18 Jun 1996 : Column 686

Opposition Day

[15th Allotted Day]

Benefit Fraud

Madam Speaker: I have selected the amendment standing in the name of the Prime Minister.

3.40 pm

Mr. Chris Smith (Islington, South and Finsbury): I beg to move,


Let us first establish the principle--fraud, wherever perpetrated, in the benefit system or in the tax system, is wrong. In the benefit system, every pound that is defrauded is a pound less for those in real need or for the taxpayer. The accurate spending of the social security pound is good for claimants and for the nation as a whole, and the greater the accuracy that can be achieved, the more we shall be able to restore and maintain confidence and faith in our welfare state.

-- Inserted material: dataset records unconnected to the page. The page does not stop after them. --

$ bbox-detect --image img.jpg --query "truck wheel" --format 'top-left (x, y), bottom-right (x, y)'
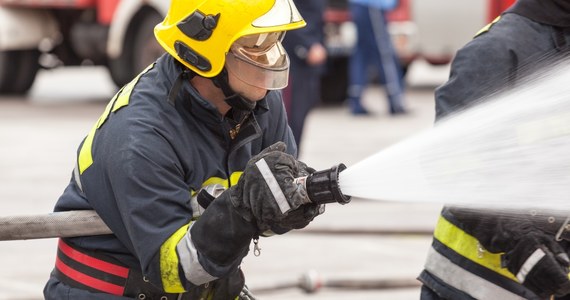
top-left (109, 12), bottom-right (164, 86)
top-left (0, 49), bottom-right (40, 94)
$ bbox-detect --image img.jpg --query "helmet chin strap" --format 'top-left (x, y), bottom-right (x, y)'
top-left (212, 68), bottom-right (256, 112)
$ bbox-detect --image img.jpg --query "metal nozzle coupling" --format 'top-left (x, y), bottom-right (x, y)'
top-left (298, 163), bottom-right (350, 204)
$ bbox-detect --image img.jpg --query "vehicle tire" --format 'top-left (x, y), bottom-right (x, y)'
top-left (109, 11), bottom-right (164, 86)
top-left (0, 49), bottom-right (40, 94)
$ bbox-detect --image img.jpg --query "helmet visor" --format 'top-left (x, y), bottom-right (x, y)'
top-left (252, 0), bottom-right (303, 27)
top-left (226, 32), bottom-right (289, 90)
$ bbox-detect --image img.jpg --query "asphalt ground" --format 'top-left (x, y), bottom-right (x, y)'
top-left (0, 61), bottom-right (447, 300)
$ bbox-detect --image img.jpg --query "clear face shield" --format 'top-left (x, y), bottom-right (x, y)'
top-left (226, 32), bottom-right (289, 90)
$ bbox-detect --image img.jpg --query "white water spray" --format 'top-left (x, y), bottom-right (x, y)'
top-left (339, 62), bottom-right (570, 209)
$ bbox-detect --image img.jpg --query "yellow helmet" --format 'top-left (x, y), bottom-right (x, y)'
top-left (154, 0), bottom-right (306, 77)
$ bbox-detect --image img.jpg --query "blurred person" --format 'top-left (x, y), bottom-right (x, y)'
top-left (347, 0), bottom-right (406, 115)
top-left (44, 0), bottom-right (322, 300)
top-left (283, 0), bottom-right (327, 151)
top-left (419, 0), bottom-right (570, 300)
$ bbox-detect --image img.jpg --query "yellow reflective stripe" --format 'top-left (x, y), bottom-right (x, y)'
top-left (202, 177), bottom-right (228, 188)
top-left (77, 63), bottom-right (154, 174)
top-left (113, 63), bottom-right (154, 112)
top-left (77, 91), bottom-right (121, 174)
top-left (230, 171), bottom-right (243, 185)
top-left (434, 216), bottom-right (517, 281)
top-left (475, 16), bottom-right (501, 37)
top-left (160, 224), bottom-right (190, 293)
top-left (199, 171), bottom-right (243, 190)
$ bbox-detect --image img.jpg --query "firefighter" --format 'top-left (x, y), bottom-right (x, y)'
top-left (44, 0), bottom-right (322, 300)
top-left (419, 0), bottom-right (570, 300)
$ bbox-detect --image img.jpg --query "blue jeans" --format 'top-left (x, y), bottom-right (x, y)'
top-left (348, 3), bottom-right (405, 114)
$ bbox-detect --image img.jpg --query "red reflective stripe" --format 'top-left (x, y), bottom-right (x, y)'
top-left (55, 257), bottom-right (125, 296)
top-left (59, 239), bottom-right (129, 278)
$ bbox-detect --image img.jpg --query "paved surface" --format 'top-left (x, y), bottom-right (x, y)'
top-left (0, 61), bottom-right (446, 300)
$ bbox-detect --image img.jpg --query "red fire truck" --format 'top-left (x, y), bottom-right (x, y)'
top-left (0, 0), bottom-right (515, 96)
top-left (0, 0), bottom-right (164, 94)
top-left (322, 0), bottom-right (515, 103)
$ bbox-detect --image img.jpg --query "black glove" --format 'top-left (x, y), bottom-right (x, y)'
top-left (502, 232), bottom-right (570, 298)
top-left (229, 142), bottom-right (322, 234)
top-left (186, 143), bottom-right (322, 288)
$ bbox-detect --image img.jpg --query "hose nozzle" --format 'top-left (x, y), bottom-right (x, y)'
top-left (297, 163), bottom-right (350, 204)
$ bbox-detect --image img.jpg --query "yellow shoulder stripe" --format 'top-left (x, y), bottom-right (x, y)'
top-left (434, 216), bottom-right (517, 281)
top-left (474, 16), bottom-right (501, 37)
top-left (77, 63), bottom-right (154, 174)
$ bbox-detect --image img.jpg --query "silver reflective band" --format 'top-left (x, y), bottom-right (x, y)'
top-left (255, 158), bottom-right (291, 213)
top-left (517, 248), bottom-right (546, 283)
top-left (425, 248), bottom-right (525, 300)
top-left (176, 223), bottom-right (218, 285)
top-left (252, 0), bottom-right (303, 27)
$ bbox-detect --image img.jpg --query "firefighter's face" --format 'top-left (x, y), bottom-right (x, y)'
top-left (228, 72), bottom-right (267, 101)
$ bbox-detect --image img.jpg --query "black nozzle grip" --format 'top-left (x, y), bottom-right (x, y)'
top-left (305, 163), bottom-right (350, 204)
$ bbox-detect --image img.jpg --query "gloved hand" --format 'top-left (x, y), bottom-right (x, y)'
top-left (189, 143), bottom-right (322, 290)
top-left (229, 142), bottom-right (322, 234)
top-left (502, 232), bottom-right (570, 298)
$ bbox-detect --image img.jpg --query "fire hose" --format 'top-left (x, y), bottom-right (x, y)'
top-left (0, 164), bottom-right (350, 241)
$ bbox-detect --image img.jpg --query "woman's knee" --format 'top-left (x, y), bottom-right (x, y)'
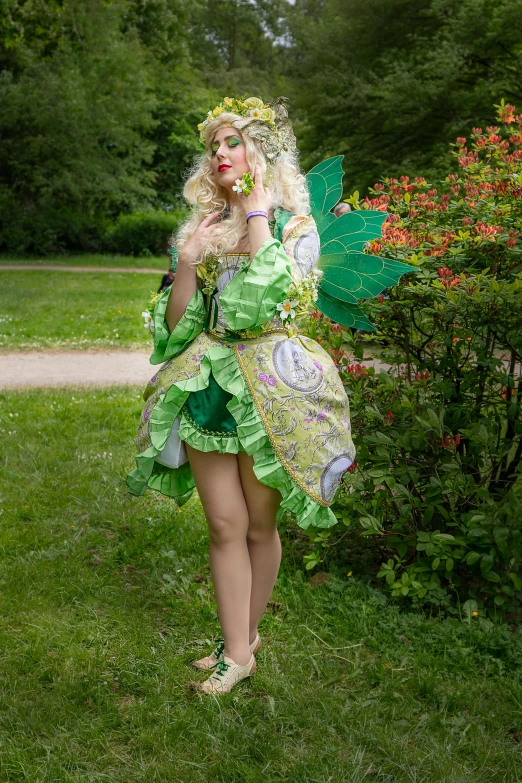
top-left (207, 514), bottom-right (248, 546)
top-left (247, 514), bottom-right (277, 544)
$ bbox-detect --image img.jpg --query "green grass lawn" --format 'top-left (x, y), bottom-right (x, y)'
top-left (0, 388), bottom-right (522, 783)
top-left (0, 271), bottom-right (161, 351)
top-left (0, 253), bottom-right (169, 271)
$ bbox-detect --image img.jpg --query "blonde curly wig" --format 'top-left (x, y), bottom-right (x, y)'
top-left (172, 112), bottom-right (310, 261)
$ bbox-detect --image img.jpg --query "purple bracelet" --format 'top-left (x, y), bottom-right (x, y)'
top-left (247, 209), bottom-right (268, 223)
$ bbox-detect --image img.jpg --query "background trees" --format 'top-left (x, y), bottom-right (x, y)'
top-left (0, 0), bottom-right (522, 253)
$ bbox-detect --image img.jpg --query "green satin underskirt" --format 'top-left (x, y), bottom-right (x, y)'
top-left (182, 374), bottom-right (237, 438)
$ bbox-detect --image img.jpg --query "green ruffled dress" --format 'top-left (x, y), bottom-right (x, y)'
top-left (127, 216), bottom-right (355, 528)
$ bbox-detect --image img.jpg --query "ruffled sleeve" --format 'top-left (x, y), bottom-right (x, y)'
top-left (220, 215), bottom-right (319, 331)
top-left (150, 286), bottom-right (206, 364)
top-left (220, 239), bottom-right (292, 330)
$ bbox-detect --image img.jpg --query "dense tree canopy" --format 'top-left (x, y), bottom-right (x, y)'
top-left (0, 0), bottom-right (522, 252)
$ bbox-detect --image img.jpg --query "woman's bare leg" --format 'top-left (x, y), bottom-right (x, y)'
top-left (187, 444), bottom-right (252, 666)
top-left (237, 452), bottom-right (281, 643)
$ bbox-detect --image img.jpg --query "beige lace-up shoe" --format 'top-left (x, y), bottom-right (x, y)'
top-left (193, 655), bottom-right (256, 695)
top-left (192, 634), bottom-right (263, 672)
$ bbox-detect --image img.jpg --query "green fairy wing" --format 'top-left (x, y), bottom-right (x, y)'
top-left (306, 155), bottom-right (412, 332)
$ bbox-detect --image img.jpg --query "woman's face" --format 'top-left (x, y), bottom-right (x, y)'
top-left (210, 128), bottom-right (249, 195)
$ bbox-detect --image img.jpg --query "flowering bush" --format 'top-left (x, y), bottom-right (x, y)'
top-left (300, 102), bottom-right (522, 612)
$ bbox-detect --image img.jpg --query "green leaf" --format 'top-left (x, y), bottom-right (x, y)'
top-left (462, 598), bottom-right (478, 623)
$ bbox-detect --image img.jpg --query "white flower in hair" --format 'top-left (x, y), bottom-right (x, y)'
top-left (277, 299), bottom-right (299, 321)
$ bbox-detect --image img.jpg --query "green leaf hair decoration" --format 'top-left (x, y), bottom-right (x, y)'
top-left (306, 155), bottom-right (412, 332)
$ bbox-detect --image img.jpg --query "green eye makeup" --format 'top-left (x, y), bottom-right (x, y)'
top-left (212, 136), bottom-right (242, 157)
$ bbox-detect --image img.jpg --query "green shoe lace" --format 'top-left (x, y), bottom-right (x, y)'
top-left (208, 639), bottom-right (225, 666)
top-left (212, 661), bottom-right (230, 677)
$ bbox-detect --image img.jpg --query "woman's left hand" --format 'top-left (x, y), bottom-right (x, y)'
top-left (238, 165), bottom-right (272, 215)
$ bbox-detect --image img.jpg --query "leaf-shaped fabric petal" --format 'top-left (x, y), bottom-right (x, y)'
top-left (306, 155), bottom-right (344, 234)
top-left (316, 291), bottom-right (375, 332)
top-left (317, 253), bottom-right (413, 304)
top-left (321, 209), bottom-right (387, 255)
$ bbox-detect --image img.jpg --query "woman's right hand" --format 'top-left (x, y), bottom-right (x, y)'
top-left (178, 212), bottom-right (221, 266)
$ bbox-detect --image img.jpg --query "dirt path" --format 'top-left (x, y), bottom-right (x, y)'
top-left (0, 263), bottom-right (162, 275)
top-left (0, 351), bottom-right (386, 390)
top-left (0, 351), bottom-right (154, 389)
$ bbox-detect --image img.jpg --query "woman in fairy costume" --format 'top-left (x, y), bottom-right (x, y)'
top-left (127, 98), bottom-right (355, 693)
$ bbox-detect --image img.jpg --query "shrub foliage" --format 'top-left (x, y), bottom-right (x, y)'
top-left (307, 102), bottom-right (522, 612)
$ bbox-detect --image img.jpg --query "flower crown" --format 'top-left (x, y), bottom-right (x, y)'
top-left (198, 97), bottom-right (295, 162)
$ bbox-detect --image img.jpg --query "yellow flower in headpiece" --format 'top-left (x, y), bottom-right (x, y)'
top-left (244, 98), bottom-right (265, 109)
top-left (261, 109), bottom-right (275, 123)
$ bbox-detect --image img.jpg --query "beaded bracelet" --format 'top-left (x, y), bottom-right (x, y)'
top-left (246, 209), bottom-right (268, 223)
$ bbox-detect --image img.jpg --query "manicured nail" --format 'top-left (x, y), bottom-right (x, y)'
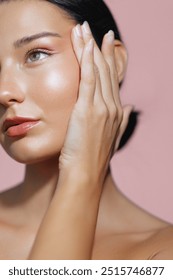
top-left (87, 39), bottom-right (94, 53)
top-left (83, 21), bottom-right (92, 35)
top-left (75, 24), bottom-right (82, 38)
top-left (106, 30), bottom-right (115, 44)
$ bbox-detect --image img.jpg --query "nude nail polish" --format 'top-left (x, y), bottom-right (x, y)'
top-left (83, 21), bottom-right (92, 35)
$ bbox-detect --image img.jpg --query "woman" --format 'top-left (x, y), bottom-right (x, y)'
top-left (0, 0), bottom-right (173, 259)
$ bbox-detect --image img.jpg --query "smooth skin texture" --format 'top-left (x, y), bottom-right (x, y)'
top-left (0, 0), bottom-right (173, 259)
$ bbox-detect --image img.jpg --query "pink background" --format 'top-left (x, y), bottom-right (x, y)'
top-left (0, 0), bottom-right (173, 223)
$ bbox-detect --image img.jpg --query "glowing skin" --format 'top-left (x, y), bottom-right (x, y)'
top-left (0, 0), bottom-right (79, 163)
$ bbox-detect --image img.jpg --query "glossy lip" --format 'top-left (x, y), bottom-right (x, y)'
top-left (2, 117), bottom-right (39, 137)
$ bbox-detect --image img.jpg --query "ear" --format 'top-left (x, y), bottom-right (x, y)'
top-left (114, 40), bottom-right (128, 83)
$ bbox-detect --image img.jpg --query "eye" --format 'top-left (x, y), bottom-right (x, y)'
top-left (26, 50), bottom-right (50, 63)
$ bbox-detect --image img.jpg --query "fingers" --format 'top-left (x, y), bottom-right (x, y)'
top-left (82, 22), bottom-right (116, 108)
top-left (101, 30), bottom-right (121, 108)
top-left (71, 24), bottom-right (85, 64)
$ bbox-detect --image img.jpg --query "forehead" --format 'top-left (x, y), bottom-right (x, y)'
top-left (0, 0), bottom-right (74, 40)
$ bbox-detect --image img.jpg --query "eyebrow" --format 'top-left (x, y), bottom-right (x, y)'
top-left (13, 32), bottom-right (61, 48)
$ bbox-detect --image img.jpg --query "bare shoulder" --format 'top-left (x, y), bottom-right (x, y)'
top-left (149, 224), bottom-right (173, 260)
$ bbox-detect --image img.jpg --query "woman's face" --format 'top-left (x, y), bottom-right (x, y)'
top-left (0, 0), bottom-right (80, 163)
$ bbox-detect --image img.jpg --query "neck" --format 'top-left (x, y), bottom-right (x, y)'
top-left (18, 157), bottom-right (59, 219)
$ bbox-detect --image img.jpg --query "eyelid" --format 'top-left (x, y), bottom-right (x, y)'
top-left (25, 48), bottom-right (54, 58)
top-left (25, 46), bottom-right (57, 63)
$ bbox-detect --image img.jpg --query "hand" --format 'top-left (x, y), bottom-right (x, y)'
top-left (59, 22), bottom-right (132, 188)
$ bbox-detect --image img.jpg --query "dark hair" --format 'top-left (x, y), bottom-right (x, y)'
top-left (46, 0), bottom-right (122, 47)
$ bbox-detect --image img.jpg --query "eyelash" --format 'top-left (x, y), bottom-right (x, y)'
top-left (25, 48), bottom-right (52, 63)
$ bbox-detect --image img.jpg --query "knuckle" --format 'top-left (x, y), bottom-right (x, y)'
top-left (94, 65), bottom-right (100, 76)
top-left (82, 73), bottom-right (95, 85)
top-left (97, 104), bottom-right (109, 119)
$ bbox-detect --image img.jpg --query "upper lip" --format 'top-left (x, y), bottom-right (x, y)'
top-left (2, 117), bottom-right (37, 132)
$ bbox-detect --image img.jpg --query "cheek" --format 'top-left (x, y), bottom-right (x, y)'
top-left (31, 52), bottom-right (79, 113)
top-left (26, 52), bottom-right (80, 154)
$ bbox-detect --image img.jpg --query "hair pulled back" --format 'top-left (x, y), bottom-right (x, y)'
top-left (46, 0), bottom-right (122, 47)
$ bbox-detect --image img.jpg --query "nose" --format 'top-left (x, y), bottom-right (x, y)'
top-left (0, 64), bottom-right (24, 107)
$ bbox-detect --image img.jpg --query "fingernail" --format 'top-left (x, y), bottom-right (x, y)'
top-left (106, 30), bottom-right (115, 44)
top-left (83, 21), bottom-right (92, 35)
top-left (75, 24), bottom-right (82, 38)
top-left (87, 39), bottom-right (94, 52)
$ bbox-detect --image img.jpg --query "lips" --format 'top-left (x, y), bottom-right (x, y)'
top-left (2, 117), bottom-right (39, 137)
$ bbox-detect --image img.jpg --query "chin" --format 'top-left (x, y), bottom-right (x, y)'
top-left (3, 137), bottom-right (62, 165)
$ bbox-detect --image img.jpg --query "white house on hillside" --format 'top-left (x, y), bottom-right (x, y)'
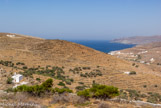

There should be no dispute on either side of the House about that basic starting point for our discussion. It is when we move on to determining the nature and extent of that fraud and how best a Government can set about tackling it that we start to enter a debate between the parties.

There has been some debate in recent weeks about how much fraud is in the system, and much of that discussion has focused on the extent of housing benefit fraud. In the survey of housing benefit fraud that the Government carried out recently, they estimate that there is £1 billion of fraud. The Select Committee on Social Security heard evidence that it might be twice as much as that. I emphasise the word "might", because the Select Committee was cautious in advancing that figure. It also said that it might be greater than £2 billion. At no stage has the Select Committee or the Opposition said that the amount of housing benefit fraud is £2 billion. We have said that it is likely that the Government's estimate is an underestimate.